William Paget is typical of Tudor administrators. He rose not because of his bloodline but because of his ability. He was educated at Cambridge. His tutor was Stephen Gardiner (I told you they were all related and now I’ll add that they all know each other!) After Paget completed his studies Gardiner, who would become Bishop of Winchester and by the end of Henry VIII’s reign conservative scion of Catholicism, found Paget a role in his own household.
Somewhat ironically then Paget first makes his appearance on the political stage in 1529 in Henry VIII’s so-called Reformation Parliament- for his parliamentary biography double click on the image which accompanies this post. He continued working for Gardiner until it became apparent that Cromwell was the horse to back. Inevitably his letters to Cromwell at this time can be found in Henry VIII’s letters and papers. He appears again as Jane Seymour’s secretary which naturally enough brought him into close contact with Jane’s brothers Sir Edward Seymour and Sir Thomas Seymour.

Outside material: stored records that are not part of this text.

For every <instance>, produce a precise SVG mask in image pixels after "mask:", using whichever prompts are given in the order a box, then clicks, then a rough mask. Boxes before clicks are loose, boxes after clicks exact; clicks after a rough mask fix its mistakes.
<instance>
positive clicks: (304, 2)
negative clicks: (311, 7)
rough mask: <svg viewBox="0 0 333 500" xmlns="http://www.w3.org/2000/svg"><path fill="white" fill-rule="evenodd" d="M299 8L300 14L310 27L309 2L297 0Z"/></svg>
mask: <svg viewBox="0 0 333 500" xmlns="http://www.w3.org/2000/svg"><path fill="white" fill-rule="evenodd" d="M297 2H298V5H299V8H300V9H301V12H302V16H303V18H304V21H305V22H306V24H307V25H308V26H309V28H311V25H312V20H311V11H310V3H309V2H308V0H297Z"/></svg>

Increasingly Paget became associated with the so-called Protestant faction of Henry VIII’s privy council even though he was also secretary to Anne of Cleves and Catherine Howard. He also served for a time as Ambassador in France – diplomacy, spying etc.
The removal of Thomas Cromwell in 1540 left Henry VIII without a single capable man of all business. The privy council resumed some of its former importance and men such as Paget who had proved themselves solidly reliable were able to garner more power to themselves now that it wasn’t all focused on one individual.
Those survival skills are demonstrated but the fact that he continued in office during the reign of Queen Mary rising to the role of Lord Privy Seal. Although he was keen on Mary’s marriage to Philip of Spain he was less enthusiastic about the idea of executing Princess Elizabeth – which was probably just as well. In 1558 when Mary died he chose to retire from public life but he acted as an advisor, on occasion, during Elizabeth’s reign – making him the most unusual of Tudor administrators – a man who kept his head and served not one but four of the Tudors. And what makes it even more amazing is that he had agreed to bypass Mary and place Lady Jane Grey on the throne. He died in 1563 at the age of fifty-eight.
In addition to manoeuvring his way through the snakes and ladders of Tudor politics Sir William found time to marry and father ten children. Three of his four sons survived to adulthood. I have posted about them elsewhere on the History Jar https://thehistoryjar.com/tag/sir-william-paget/ as the youngest son, Charles, turned out to be anything but loyal to the Tudor crown. He was a catholic conspirator against Elizabeth. There is an irony in this because one of Paget’s roles during the reign of Henry VIII was counter-intelligence.